Отсюда мой первый вывод — вернусь к нему в конце этого рассуждения: критика властей доходит лишь до той аудитории, для которой в этой критике ничего нового не содержится.
Теперь перейдем к прочим выводам. Они касаются нашей многострадальной Италии. Каждый день до нас доносятся возмущенные отклики (по счастью, они доходят и из-за границы, где общественное мнение возмущается даже сильнее, чем здесь у нас) на тот ползучий переворот, который Берлускони пытается провести. Мы все заметили, что прения на тему: насаждает ли Берлускони деспотизм, были сформулированы неудачно, поскольку деспотизм ассоциируется обязательно с «фашистским режимом», а тогда, истины ради, следует возразить, что Берлускони не отметает ни свободу печати, ни право на выборы, и не высылает диссидентов в Вентотене[190].
Но, может быть, если бы вовремя проговорили, что «деспотизм» есть просто одна из известных форм правления, стало бы ясно, что Берлускони день ото дня устанавливает именно деспотическую форму правления, при которой партия, страна и государство становятся стопроцентно приравнены к сумме корпоративных интересов правителя. Это делается не прибегая к полицейским операциям, к аресту депутатов. Это делается посредством поэтапного захвата главных средств информации. Или накладывая лапу с применением групповой тактики и посредством всяческих финансовых махинаций, по счастью не всегда успешных, на те издания, которые пока еще независимы. Или заручаясь поддержкой масс, замешенной на популистской пропаганде.

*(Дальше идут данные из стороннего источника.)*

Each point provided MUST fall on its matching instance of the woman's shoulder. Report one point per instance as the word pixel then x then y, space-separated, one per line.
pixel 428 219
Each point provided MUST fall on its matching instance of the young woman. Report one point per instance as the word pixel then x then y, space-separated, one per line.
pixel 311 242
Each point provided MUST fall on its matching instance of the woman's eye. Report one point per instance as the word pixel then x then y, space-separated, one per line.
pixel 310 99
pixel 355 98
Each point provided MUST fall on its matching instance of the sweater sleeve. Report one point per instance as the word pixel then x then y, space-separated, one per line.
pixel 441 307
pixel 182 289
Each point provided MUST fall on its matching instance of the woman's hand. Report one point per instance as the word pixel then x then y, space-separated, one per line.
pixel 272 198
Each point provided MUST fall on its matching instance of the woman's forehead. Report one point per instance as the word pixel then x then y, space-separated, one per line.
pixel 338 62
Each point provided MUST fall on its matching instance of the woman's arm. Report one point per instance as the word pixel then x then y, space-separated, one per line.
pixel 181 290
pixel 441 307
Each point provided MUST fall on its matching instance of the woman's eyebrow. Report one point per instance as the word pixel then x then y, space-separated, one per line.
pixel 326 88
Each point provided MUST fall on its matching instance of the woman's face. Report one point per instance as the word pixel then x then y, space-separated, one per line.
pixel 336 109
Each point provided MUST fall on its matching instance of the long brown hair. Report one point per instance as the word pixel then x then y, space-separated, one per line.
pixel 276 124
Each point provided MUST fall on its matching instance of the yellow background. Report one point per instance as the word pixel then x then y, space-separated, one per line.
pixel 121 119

По этому поводу можно утверждать следующее:
(i) что Берлускони подался в политику с единственной целью — отсидеться или отбиться от судебного дознания, и, вероятно, от тюрьмы;
(ii) что, как сказал один французский журналист, Берлускони выстраивает «педежизм» (pdg во Франции значит president directeur general, президент-генеральный директор — босс, менеджер, неподконтрольный командир на предприятии);
(iii) что Берлускони получил поддержку преобладающей части населения на выборах, а следовательно, оппозиция не имеет права гнать его с престола. Оппозиция вправе только агитировать эту преобладающую часть, уговаривая принять и признать наши соображения;
(iv) что Берлускони, получив поддержку преобладающей части населения на выборах, протаскивает законы, направленные на защиту его собственных личных интересов, а вовсе не интересов населения (и это и есть педежизм);
(v) что Берлускони, как показано выше, не является ни государственным мужем, ни вообще политиком традиционного типа, а следует иной модели поведения, и именно поэтому он опаснее приснопамятных каудильо[191]: берлускониевские приемы внешне совместимы с принципами демократии;
(vi) что вышесказанные, общеизвестные и неопровержимые положения сводятся к следующему: Берлускони уже преодолел фазу конфликта интересов и уже вошел в фазу борьбы за конвергенцию интересов, и работает на эту конвергенцию день и ночь. То есть старается внушить стране, будто его личные интересы совпадают с интересами нации.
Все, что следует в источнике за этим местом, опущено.